Since his isolation in Imrali prison, Öcalan has become an outstanding political and intellectual personality in the world who was able, in the second half of the 1990s, to "liberate" himself from inherited dogmatic thinking (in reference to Marxism-Leninism). In dozens of books, Öcalan made a profound self-criticism of dogmatic thinking and opened his mind to new ideas, among which democratic confederalism stands out. His critique of patriarchy gave impetus to Kurdish feminist thought, Jineology, developed by the women of the movement.

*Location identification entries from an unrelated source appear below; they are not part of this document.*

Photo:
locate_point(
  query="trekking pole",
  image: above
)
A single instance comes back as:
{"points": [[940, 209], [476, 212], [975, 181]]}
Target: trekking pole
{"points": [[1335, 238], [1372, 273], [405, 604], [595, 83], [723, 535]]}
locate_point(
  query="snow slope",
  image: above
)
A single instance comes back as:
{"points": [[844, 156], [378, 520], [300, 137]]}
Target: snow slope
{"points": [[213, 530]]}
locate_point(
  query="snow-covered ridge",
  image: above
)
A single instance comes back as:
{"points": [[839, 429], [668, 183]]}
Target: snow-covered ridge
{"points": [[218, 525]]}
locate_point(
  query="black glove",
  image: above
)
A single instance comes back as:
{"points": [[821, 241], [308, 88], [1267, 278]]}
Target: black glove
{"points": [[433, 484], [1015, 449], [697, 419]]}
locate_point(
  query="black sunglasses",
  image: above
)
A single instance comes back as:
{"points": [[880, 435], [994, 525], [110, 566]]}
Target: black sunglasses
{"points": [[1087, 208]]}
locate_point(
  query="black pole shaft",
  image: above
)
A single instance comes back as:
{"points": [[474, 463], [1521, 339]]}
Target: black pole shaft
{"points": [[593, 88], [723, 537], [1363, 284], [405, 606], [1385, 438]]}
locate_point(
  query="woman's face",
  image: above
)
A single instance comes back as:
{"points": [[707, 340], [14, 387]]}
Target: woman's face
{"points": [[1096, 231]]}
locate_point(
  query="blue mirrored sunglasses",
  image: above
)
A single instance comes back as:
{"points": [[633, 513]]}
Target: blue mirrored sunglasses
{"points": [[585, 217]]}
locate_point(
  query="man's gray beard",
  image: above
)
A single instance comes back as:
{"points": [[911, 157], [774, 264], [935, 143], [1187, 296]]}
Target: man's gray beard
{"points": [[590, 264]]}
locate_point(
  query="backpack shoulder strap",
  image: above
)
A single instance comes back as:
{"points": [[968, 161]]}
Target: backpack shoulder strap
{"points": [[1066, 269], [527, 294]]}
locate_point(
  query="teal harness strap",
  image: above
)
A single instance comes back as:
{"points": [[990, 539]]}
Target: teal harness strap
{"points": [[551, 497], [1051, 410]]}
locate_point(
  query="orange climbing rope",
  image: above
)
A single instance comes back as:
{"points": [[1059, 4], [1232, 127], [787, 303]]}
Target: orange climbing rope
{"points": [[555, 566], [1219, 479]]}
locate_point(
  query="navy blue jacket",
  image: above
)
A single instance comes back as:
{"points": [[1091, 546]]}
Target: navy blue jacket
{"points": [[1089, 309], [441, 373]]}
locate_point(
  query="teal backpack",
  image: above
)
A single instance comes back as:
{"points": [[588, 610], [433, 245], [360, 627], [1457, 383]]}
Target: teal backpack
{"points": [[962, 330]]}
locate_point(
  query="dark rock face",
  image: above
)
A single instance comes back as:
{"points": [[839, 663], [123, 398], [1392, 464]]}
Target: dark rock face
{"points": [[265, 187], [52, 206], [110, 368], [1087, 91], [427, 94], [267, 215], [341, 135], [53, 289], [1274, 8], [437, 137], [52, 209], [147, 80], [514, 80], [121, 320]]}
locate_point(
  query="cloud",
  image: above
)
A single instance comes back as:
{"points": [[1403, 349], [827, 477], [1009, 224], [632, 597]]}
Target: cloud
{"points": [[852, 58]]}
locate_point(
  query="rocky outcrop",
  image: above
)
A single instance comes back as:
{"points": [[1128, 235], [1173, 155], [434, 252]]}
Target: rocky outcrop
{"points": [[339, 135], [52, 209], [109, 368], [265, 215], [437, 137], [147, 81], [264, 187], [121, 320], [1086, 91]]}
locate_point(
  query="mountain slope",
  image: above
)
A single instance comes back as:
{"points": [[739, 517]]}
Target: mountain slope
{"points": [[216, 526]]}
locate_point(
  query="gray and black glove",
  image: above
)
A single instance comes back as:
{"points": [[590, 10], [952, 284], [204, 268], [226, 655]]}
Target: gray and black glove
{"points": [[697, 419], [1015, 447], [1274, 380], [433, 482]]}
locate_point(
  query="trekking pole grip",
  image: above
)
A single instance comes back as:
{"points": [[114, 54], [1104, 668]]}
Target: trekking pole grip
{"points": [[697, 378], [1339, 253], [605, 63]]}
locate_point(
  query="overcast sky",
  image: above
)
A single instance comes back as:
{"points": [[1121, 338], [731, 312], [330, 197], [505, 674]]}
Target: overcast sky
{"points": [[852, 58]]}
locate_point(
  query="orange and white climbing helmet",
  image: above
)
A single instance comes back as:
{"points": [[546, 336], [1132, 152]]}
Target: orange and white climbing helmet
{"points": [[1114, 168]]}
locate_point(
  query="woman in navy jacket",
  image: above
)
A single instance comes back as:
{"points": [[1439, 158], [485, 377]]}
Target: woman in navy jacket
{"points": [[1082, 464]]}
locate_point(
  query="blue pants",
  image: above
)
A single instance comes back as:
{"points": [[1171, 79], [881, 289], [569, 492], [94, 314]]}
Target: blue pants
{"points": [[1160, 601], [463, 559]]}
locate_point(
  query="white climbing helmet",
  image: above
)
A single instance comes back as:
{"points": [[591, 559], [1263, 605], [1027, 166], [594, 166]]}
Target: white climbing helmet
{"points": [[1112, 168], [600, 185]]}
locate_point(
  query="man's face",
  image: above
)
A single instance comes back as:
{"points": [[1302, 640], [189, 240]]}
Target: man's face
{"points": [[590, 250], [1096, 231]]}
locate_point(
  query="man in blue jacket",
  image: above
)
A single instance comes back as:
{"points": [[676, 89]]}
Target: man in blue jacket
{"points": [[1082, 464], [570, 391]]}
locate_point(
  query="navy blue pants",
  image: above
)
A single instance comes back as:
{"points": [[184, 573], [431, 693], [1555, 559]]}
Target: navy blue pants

As Öcalan's biography highlights, his confinement and the persistence of the Kurdish people contributed to spreading the characteristics of a movement little known twenty-five years ago, and which now represents, together with Zapatismo, the greatest hope for the peoples of the world. Hope anchored in an ethic different from that of the oppressors and, also, different from that of the revolutionaries who fight symmetrically against capitalism. As this sentence from Freedom Will Prevail states, "They have not treated their captivity at the hands of a series of occupying powers as a source of resentment, but, on the contrary, they have used it to demonstrate that the only way out of the existing quagmire is the solidarity and freedom of women and peoples; the freedom of one is simultaneously the freedom of the other."

Source: Desinformemonos

Who is Raúl Zibechi?

Born in 1952, Raúl Zibechi is Uruguayan. Journalist, commentator and writer, he is in charge of the international section of the well-known weekly Brecha, published in Montevideo. He is the author of several books on social movements. In 2022 his book "Mundos otros y pueblos en movimiento" was published. Between 1969 and 1973 he was an activist of the Frente Estudiantil Revolucionario (FER), a student group linked to the Tupamaros National Liberation Movement. During the military dictatorship that began in 1973, he was an activist in the resistance against the regime until 1975. In 1976 he moved to Buenos Aires (Argentina), where he went into exile following the military coup d'état. In 1976 he settled in Madrid, Spain, where for more than a decade he acted with the Communist Movement in tasks related to peasant literacy and the anti-militarist movement against NATO. On his return to Uruguay, he published in the weekly Brecha, and became editor of Internacionales. He also worked for the environmental magazine Tierra Amiga from 1994 to 1995. Since 1986, as a journalist and researcher-militant, he has traveled to almost every country in Latin America, especially in the Andean region. Familiar with most of the movements in the region, Zibechi has collaborated with Argentine urban movements, Paraguayan peasants, Bolivian, Peruvian, Mapuche and Colombian indigenous communities in training and dissemination missions. All his theoretical work is directed towards understanding and defending the organizational processes of these movements.